Deutsche Braumeister und französische Winzer verlassen sich nicht mehr nur auf ihr traditionelles Handwerk. Wie experimentierfreudig sind Hamburger und Toulouser mit Bier und Wein?
Die reine Liebe zum Bier
Am 23. April 2016 wurde in Deutschland das weltweit älteste, ein Konsumgut betreffendes Gesetz gefeiert. Welches Produkt rechtfertigt diese Inbrunst? Das Bier !

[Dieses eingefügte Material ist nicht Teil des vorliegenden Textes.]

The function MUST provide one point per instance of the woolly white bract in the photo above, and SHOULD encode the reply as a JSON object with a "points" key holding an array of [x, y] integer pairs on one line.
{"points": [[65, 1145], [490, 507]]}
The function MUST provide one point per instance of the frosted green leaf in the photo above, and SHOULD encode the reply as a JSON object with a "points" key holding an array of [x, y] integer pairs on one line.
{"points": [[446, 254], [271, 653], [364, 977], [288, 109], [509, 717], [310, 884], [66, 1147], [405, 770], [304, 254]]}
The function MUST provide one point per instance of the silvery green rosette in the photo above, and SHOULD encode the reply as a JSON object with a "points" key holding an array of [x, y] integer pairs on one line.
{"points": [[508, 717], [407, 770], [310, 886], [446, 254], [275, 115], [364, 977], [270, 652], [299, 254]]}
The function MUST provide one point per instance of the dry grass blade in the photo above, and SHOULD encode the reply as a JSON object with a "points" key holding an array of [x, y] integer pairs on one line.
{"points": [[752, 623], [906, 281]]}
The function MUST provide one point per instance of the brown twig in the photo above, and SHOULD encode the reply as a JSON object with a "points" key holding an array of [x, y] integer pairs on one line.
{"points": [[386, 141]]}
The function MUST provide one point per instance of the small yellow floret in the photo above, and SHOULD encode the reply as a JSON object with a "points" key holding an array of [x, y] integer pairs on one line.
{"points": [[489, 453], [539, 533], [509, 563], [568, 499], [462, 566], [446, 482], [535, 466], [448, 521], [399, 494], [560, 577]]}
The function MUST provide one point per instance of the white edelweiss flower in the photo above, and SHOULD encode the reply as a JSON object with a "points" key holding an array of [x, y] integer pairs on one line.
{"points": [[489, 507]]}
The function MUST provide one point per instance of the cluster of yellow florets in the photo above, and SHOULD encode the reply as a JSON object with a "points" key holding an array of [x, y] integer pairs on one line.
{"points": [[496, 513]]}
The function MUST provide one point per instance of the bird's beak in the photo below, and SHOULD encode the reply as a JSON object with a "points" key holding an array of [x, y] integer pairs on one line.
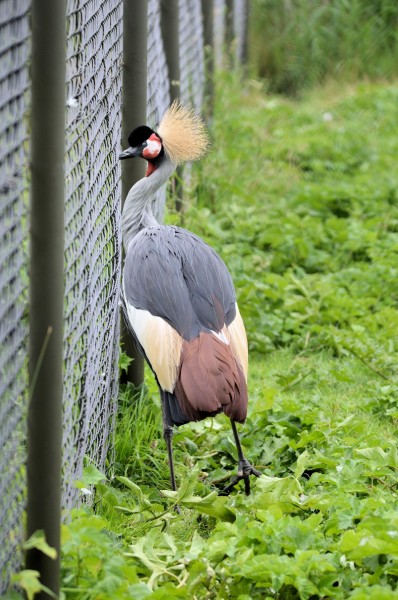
{"points": [[130, 153]]}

Das Reinheitsgebot schrieb Braumeistern die Verwendung von ausschließlich vier Zutaten vor: Wasser, Malz, Hopfen und Hefe. Es handelte sich um eine Maßnahme zum Schutz der öffentlichen Gesundheit, denn nach der Verkostung von einigen sehr „kreativ“ gebrauten Bieren unter Zusatz von verschiedenen Kräutern, Ruß oder sogar Belladonna war es zu plötzlichen Todesfällen gekommen.

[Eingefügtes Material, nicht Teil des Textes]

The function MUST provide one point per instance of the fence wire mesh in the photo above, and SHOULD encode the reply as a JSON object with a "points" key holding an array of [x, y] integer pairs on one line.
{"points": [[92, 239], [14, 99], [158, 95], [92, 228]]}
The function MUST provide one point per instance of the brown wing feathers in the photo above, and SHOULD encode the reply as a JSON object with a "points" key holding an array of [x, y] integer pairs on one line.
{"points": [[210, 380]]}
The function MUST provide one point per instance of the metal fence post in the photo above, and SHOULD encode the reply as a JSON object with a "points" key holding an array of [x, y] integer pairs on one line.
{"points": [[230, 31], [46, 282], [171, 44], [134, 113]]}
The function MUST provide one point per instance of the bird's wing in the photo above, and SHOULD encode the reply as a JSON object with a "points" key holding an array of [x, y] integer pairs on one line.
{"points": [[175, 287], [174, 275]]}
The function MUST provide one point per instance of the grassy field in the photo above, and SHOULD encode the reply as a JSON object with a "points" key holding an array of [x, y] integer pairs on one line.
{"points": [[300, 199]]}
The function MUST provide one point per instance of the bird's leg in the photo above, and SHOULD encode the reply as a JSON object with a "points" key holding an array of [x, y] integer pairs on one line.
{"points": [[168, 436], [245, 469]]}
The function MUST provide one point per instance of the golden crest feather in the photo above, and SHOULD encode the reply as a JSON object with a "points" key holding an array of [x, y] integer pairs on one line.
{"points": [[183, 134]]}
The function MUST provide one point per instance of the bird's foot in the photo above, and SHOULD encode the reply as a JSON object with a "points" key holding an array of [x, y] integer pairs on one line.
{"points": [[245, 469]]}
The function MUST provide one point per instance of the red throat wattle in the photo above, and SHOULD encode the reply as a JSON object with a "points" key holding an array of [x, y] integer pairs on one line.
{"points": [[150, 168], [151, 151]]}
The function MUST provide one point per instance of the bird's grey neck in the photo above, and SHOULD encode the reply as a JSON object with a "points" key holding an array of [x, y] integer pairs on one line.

Das Gesetz ist geblieben und die Reinheit des deutschen Bieres ist eine Quelle des (National-)Stolzes geworden. Darin ähneln die deutschen Braumeister auf seltsame Art und Weise französischen Winzern. Aber Vorsicht! Die Sache ist heikel. In der Tat bewahren die großen Hamburger Brauereien wie Holsten oder Astra immer noch dieses Erbe, und ihre Biere sind weiterhin sehr beliebt – das bezeugen die leeren Bierdosen, die sich zu Beginn der Grillsaison auf den Liegewiesen finden lassen. Aber die Deutschen trinken weniger Bier und sind immer anspruchsvoller und neugieriger. Sie interessieren sich mehr und mehr für Biere, die Kräuter oder Auszüge von Karamell oder Kaffee beinhalten und somit weniger orthodox hergestellt wurden und nicht in Deutschland gebraut, jedoch hier verkauft werden dürfen.

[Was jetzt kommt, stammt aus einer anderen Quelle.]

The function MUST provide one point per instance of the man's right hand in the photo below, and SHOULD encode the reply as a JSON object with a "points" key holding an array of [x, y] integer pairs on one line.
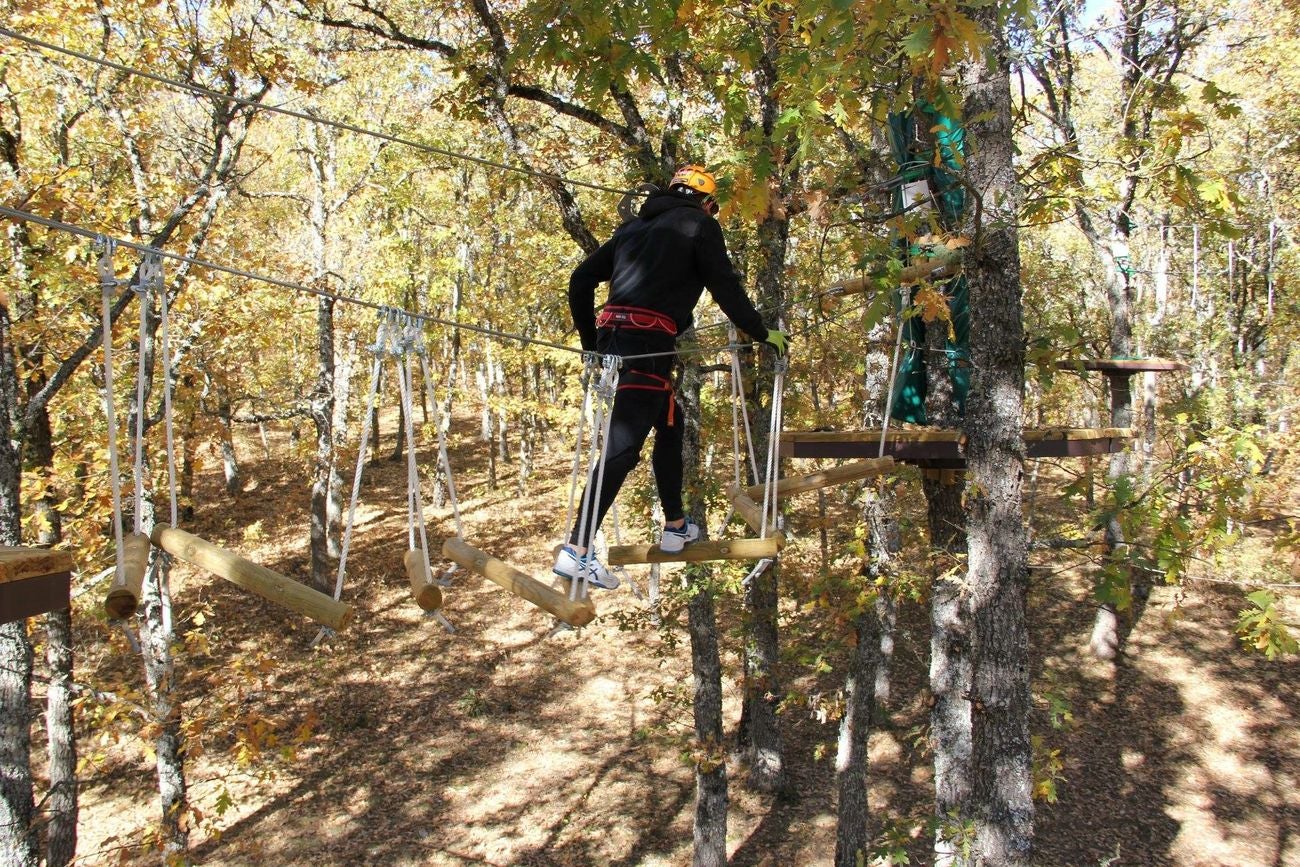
{"points": [[779, 341]]}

Diese Neugier wird von einer neuen Konsumentenhaltung begleitet, insbesondere unter der jungen städtischen Bevölkerung, zu der auch ich gehöre: Man trinkt nicht mehr nur um sich zu erfrischen – man kostet, analysiert, beschäftigt sich mit der Herstellung, und die lokalen Bierbrauereien haben einen Erfolg, der nicht zu unterschätzen ist. Manche beginnen sogar, ihr eigenes Bier zu brauen, auch auf die Gefahr hin, Magenkrämpfe zu bekommen und dutzende Liter verrinnen zu lassen.
In vino animus
Wer den Wein nicht liebt, hat es hier schwer. Zu wissen, dass Sauvignon keine Stadt in der Provence ist und Fruchtgehalt nichts mit der Erdbeerdichte in Sektbowle zu tun hat, ist allein schon wichtig, um bei einem Mitbringsel nicht völlig daneben zu liegen. Inmitten einer Weinregion mit dreißig verschiedenen Appellationen, eingekreist von Gaillac, Fronton und Cahors und unweit von Bordeaux, sind die edlen Tropfen in Toulouse traditionell eine Leidenschaft. Gerade die Fachleute schwärmen seit einiger Zeit von Bio-Wein oder doch zumindest Naturwein, der oft fruchtiger schmeckt und vor allem frei von Zusatzstoffen ist.
Doch so mancher Toulouser, der schon im Kindesalter den ersten Roten zu kosten bekam, kann bei diesem Thema richtig laut werden und schwenkt verächtlich den sprudelnden Rosé in die Balkonpflanze, um den gewohnten Côte du Rhône zu entkorken, auch wenn vom Schwefel am nächsten Tag der Schädel brummt. Die jüngere Generation scheint mir nur stellenweise experimentierfreudiger, ist aber auf jeden Fall zurückhaltender, was das Glas Wein am Mittagstisch betrifft. Gerüchten nach tranken die Großeltern hier schon zum Frühstück Wein, die Eltern am Mittag, und die jungen Erwachsenen beschränken sich nun eher auf den Abend. Dennoch gibt es viele junge Weinbauern und -händler, die an die Tradition anknüpfen wollen, das Interesse scheint in letzter Zeit sogar noch zu steigen. Dass ich in Deutschland manchmal Weißwein mit Sprudel trinke, will mir hier niemand so recht glauben, und so orientiere mich bei der Auswahl im Zweifel an den glänzenden Medaillenaufklebern auf dem Etikett und halte den Mund, zumindest solange, bis jemand von australischem oder belgischem Bier erzählt.